We can't get away from pharmaceuticals either. Big Pharma has always loved to play with feelings. We didn't notice how common shyness turned into social anxiety syndrome, and sadness and melancholy turned into seasonal affective disorder. These are no longer feelings, but medical diagnoses that must be treated with pills. In recent years, scientists have made an intense breakthrough in understanding the chemistry of our emotions, and accurate, effective, and affordable mood pills are just around the corner.

It so happens that from a small set of basic emotions, no one wants to produce fear, sadness, or disgust. Everyone wants happiness, and it looks like we will have plenty of it, with different shades, intensity and duration. We do not know where this is all leading, but when did humanity stop before jumping into the unknown, deciding first to think carefully about the consequences?

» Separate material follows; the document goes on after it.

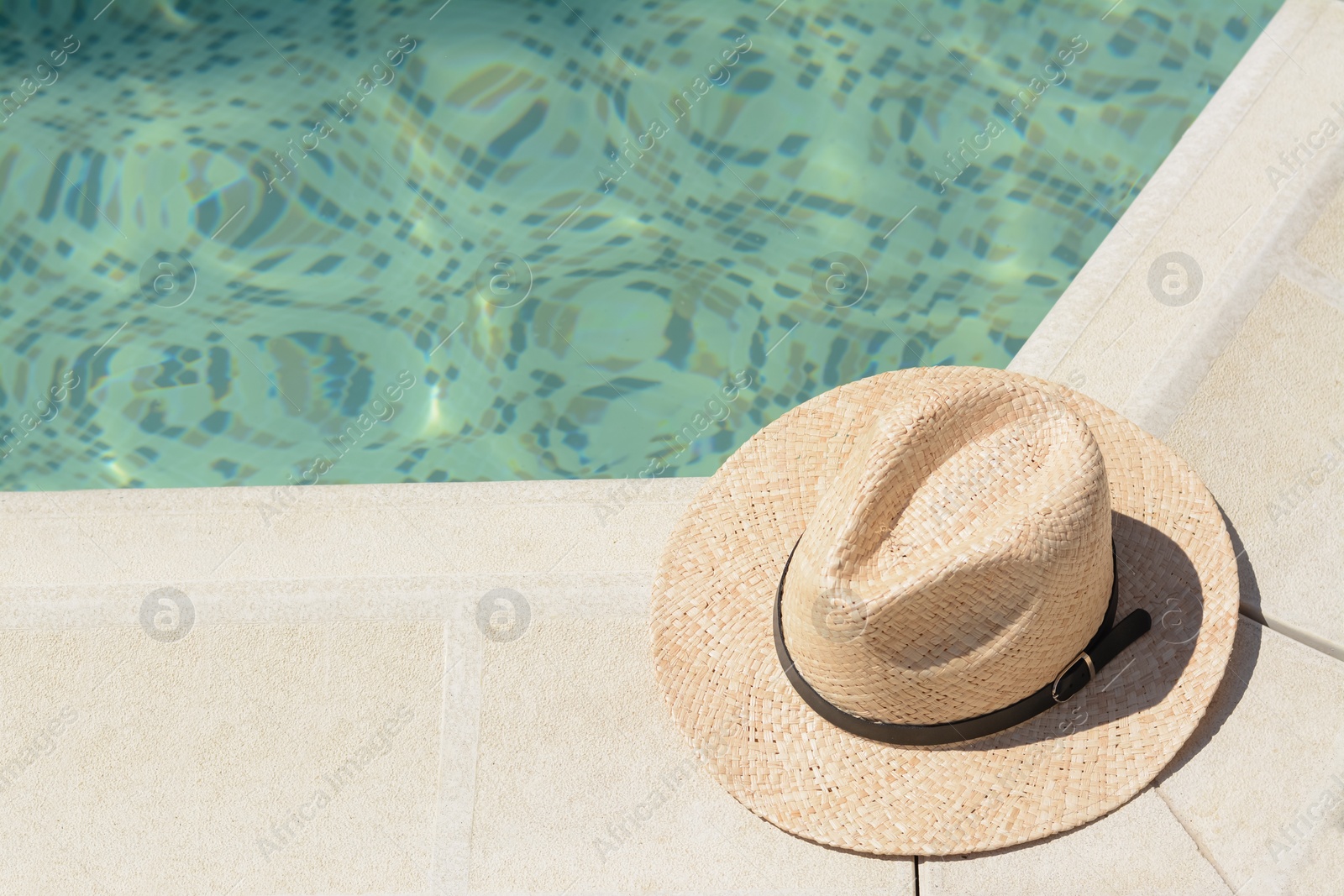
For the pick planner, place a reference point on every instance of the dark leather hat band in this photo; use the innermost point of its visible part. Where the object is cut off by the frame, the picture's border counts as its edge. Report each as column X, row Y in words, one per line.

The irony is that by selling us happiness with a pill, business will manipulate us even more. Tails Teixeira, a professor at Harvard University, believes that a person has three interchangeable resources: money, time and attention. Attention is the least researched resource, and Teixeira began to calculate its "cost", that is, how much dollars a minute of a potential client's attention costs a business. In 2010, one minute was worth six cents. Since then, the price has jumped at times. There are too many people who want to grab our attention, too much seductive for a person, and attention becomes a scarce and expensive resource. Business wants it bigger, faster and cheaper. This is quite feasible, but only if you first make the person emotional.

The last advantage

You noticed that we often talk about money and business interests, about how to encourage a person to buy something or do something. But the day is not far off when no one will need our labor and no one will manipulate us for our wallet.

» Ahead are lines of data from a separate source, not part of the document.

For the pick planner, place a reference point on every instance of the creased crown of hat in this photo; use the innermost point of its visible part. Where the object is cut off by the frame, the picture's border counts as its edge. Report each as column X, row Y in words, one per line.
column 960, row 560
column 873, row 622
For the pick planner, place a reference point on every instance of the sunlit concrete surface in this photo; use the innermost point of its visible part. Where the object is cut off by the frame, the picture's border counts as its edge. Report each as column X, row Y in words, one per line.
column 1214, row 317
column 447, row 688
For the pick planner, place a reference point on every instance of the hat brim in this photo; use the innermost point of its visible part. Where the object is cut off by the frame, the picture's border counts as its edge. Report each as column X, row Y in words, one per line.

Who are we and what do we want to do when we don’t need to work? When machines can do almost everything better than us, then our ability to experience emotions will remain, perhaps, the last island of humanity to be conquered. We will need to “reinvent ourselves”, daringly dream and find ourselves a high purpose, or, alternatively, become pets of cars.

Expert opinion

IQ or EQ?

Tatiana Gulyaeva, psychologist
Tatiana Gulyaeva, psychologist

For more than four centuries, the flag of rationalism has fluttered over the Western world. Reason was proclaimed the authority, the only advantage of man over nature. It was in the mind that philosophers and scientists saw the source of world order and true knowledge. “A decision without emotion” was declared the most correct. But the achievements of scientific and technological progress have deprived man of a remarkable trump card. Any computer is smarter than the average individual - he knows more, solves problems faster. What is left for us? Feel, experience emotions? This is indeed the last island of humanity not yet captured by robots and computers. We will have to be aware of our feelings, learn to use them in order not to make mistakes. Corporations are already using emotion recognition technologies with might and main, in commercials we are not offered a product with its qualities and characteristics,and the pleasure to possess it, and the set includes youth, beauty and happiness. A future in which machines will work for us is not far off. Perhaps there will be robotic doctors, robotic teachers and robotic psychologists (Ellie is already there). Maybe then we will learn, or rather feel, the main purpose of humanity?




  • Abrams E. Virtual humans inspire patients to open up //, July 10, 2014.
  • Dormehl L. Thinking machines: the quest for artificial intelligence – and where it's taking us next. New York, TarcherPerigee: 2017.
  • Kenyon S. The future of emotions // Science 2.0. 2011.